Manuscript Title:

HAND-WRITTEN DIGITS RECOGNITION USING MISCELLANEOUS MACHINE LEARNING AND DEEP LEARNING ALGORITHMS

Author:

SARFRAZ NAWAZ, MUHAMMAD ARFAN JAFFAR, SYED PERVEZ HUSSNAIN SHAH, HAMZA AFZAL, MUHAMMAD ZAHEERUDDEEN BABAR

DOI Number:

DOI:10.17605/OSF.IO/WPHJM

Published : 2022-05-10

About the author(s)

1. SARFRAZ NAWAZ - Ph.D. Scholar, Computer Science from Superior University Lahore, Pakistan; Lecturer CS at Govt. Graduate College, Kamoke, Gujranwala, Pakistan.
2. MUHAMMAD ARFAN JAFFAR - Ph.D Computer Science; Dean Computer Science and Information Technology Superior University Lahore, Pakistan.
3. SYED PERVEZ HUSSNAIN SHAH - Ph.D. Scholar Computer Science from Superior University Lahore, Pakistan; Lecturer IT at Lahore Leads University, Pakistan.
4. HAMZA AFZAL - M. Phil Scholar Computer Science from Superior University Lahore; Lecturer CS at Superior College, Gujranwala, Pakistan.
5. MUHAMMAD ZAHEERUDDEEN BABAR - Ph.D Scholar Computer Science from Superior University, Lahore, Pakistan; Computer Science Educator at Govt. Comprehensive High School Mianwali, Pakistan.

Full Text : PDF

Abstract

Identification of Hand-written digits is a rational key point in pattern identification applications. There are many uses of hand-written digits identification like mail sorting in postal, cheques processing in the banks, data entry through forms, etc. The key to the issue lies in the expertise to grow a wellorganized algorithm that can accept hand-written numbers and which are submitted by end-users by the scanners, tablets, and other digital devices. This paper gives a viewpoint to handwritten numbers recognition constructed on machine learning models, and deep learning models and shows the outcomes in the shape of accuracy. The primary objective of this paper is to guarantee powerful and dependable methodologies for the acknowledgment of handwritten numbers using machine learning and deep learning algorithms.
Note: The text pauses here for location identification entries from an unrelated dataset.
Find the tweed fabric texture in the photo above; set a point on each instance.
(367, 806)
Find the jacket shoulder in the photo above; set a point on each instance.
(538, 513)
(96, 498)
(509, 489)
Several machine learning algorithms such as Decision Tree (DT), Naïve Bayesian (NB) classifier, Multilayer Perceptron (MLP), Support Vector Machine (SVM), Random Forest (RF), and deep learning algorithms such as Convolutional Neural Network (CNN), AlexNet, and Multilayer Perceptron (MLP) have been used for recognition of hand-written digits in Jupyter Notebook and Matlab.Through some features extraction, and different experiments and analysis of Machine Learning Algorithms (MLA) and Deep Learning Algorithms (DLA), the accuracy of deep learning algorithms is better than the machine learning algorithms.


Keywords

Hand-written, Digits Recognition, MNIST Dataset, Machine Learning Models, Deep Learning Models, Algorithms, AlexNet, Features Extraction, , fc6, fc7, and fc8., Classification, Pattern Recognition, Supervised, Unsupervised Learning.